Batteries today are good and getting better, he said, and even if no substitute is found for lithium batteries, there is plenty of lithium to be had—”Don’t worry, I’ve done the math”—and prices for batteries, like prices for solar panels, continue to drop sharply.
To make the power supply system fair and efficient, Schweitzer said, there has to be real-time pricing, which means utilities would buy and sell power for what it’s worth at the moment. Power is always much cheaper at night when there is little demand, he said, so consumers could charge batteries at night and sell the excess power during the day.
Utilities will fight such changes, he said, but ultimately the ones able to adapt to modern conditions will be the ones that survive. Utilities could be conduits, charging small transaction fees to trabsmit power from one consumer to another, in the same way companies like Scotttrade charge small fees for online platforms that allow consumers to make their own investment decisions.
Schweitzer mocked those who blame environmentalists for the downturn in the coal industry, and he said Colstrip should be looking to the future instead of clinging to a vanishing past.
The government-built electrical transmission lines that run from Colstrip to Portland and Seattle could never be built in today’s regulatory environment, he said, so they present a huge opportunity. They could be used to transmit energy from wind farms in southeastern Montana and central Washington, where peak wind production occurs at different times of the day, providing much-needed balance in the supply of wind power.
And to balance out electric supplies even more, Schweitzer said, there are “pumped-storage” hydropower projects, like the one proposed near Martinsdale. That kind of power storage relies on water and gravity and has been used around the world for 130 years, Schweitzer said.
The world is going to make the transition to alternative energy long before fossil fuels are depleted— “We didn’t leave the Stone Age because we ran out of rock”—for the simple reason that alternative energy sources eventually will be cheaper and cleaner, he said, not because of environmental obstruction or government fiat.
Schweitzer talked at length about fracking and pipelines, in too much detail to go over his arguments here. His main point seems to be that people who support clean energy need to realize that fossil fuels are still going to be around for a while, and that opposition to their use should be based on facts, not emotion.
He said he gets frustrated with politicians who will not listen to the science of climate change, but he feels the same frustration with people who oppose pipelines and fracking based on similarly flimsy evidence.
For all that, Schweitzer elicited only one group-groan from the audience Monday—when he predicted that Donald Trump will be the next president.
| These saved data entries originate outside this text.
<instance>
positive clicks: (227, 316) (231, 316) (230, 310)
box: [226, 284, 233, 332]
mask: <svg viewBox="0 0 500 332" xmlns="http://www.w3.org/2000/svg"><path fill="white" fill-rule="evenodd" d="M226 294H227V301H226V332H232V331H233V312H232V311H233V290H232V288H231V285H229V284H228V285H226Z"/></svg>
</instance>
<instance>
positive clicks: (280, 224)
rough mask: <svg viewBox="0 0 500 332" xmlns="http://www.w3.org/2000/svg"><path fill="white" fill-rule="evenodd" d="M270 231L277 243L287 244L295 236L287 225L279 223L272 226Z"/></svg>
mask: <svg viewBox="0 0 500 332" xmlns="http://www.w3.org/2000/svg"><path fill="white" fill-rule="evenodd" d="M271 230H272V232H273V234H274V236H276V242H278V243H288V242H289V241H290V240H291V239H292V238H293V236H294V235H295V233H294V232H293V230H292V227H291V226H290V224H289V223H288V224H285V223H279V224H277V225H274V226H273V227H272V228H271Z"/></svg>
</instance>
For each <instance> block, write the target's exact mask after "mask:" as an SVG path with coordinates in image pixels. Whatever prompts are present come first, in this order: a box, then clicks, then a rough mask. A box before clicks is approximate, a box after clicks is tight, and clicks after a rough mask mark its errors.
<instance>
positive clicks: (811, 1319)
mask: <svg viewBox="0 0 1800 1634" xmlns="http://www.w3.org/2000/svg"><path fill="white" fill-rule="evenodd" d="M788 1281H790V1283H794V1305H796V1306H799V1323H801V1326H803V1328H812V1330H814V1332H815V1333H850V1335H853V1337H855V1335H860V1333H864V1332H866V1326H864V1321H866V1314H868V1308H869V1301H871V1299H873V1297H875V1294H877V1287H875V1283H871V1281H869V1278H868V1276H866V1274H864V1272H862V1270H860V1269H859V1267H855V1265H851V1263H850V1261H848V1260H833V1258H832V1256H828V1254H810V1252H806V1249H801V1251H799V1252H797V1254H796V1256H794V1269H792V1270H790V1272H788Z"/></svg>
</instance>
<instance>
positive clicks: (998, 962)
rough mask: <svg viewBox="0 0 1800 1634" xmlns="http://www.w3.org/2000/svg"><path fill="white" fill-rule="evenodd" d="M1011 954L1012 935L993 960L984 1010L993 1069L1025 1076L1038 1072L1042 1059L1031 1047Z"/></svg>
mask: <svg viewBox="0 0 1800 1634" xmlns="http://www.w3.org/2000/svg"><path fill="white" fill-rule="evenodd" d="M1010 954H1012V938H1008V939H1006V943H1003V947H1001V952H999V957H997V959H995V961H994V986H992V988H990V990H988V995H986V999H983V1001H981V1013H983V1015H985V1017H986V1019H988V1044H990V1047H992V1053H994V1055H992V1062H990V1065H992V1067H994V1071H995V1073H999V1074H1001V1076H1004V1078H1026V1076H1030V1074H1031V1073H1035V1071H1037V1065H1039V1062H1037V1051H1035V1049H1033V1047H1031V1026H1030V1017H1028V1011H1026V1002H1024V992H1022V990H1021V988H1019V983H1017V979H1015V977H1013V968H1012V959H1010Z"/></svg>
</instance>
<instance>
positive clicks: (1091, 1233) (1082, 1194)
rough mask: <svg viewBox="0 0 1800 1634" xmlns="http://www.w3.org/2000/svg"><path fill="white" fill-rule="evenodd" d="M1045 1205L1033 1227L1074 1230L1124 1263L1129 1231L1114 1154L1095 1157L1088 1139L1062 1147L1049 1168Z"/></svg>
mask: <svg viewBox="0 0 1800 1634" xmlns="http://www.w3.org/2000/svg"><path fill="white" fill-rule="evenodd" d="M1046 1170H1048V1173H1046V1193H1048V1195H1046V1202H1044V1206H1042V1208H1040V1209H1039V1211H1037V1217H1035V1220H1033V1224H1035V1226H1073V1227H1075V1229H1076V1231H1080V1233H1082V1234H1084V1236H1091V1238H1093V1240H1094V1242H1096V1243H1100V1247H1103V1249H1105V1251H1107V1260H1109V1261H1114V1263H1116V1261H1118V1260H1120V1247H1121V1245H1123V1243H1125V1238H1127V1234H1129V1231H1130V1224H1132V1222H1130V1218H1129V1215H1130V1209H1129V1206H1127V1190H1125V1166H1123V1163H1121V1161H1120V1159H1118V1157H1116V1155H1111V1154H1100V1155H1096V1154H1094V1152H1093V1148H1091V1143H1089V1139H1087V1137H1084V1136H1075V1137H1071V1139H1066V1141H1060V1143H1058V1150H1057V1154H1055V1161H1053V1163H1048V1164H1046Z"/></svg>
On the bright side, he said, Trump is likely to grow bored with the pace of governing and “government will be run by Republican bureaucrats, much as it was when Ronald Reagan was president.”
True, Trump might start a war, Schweitzer said, but Hillary Clinton could do the same just as easily.
He saved his optimism for the future of energy, telling his listeners, “You can change the world, I guarantee it. And the world will be a better place.
“We’re going to get there,” he said. “And America will lead the way.”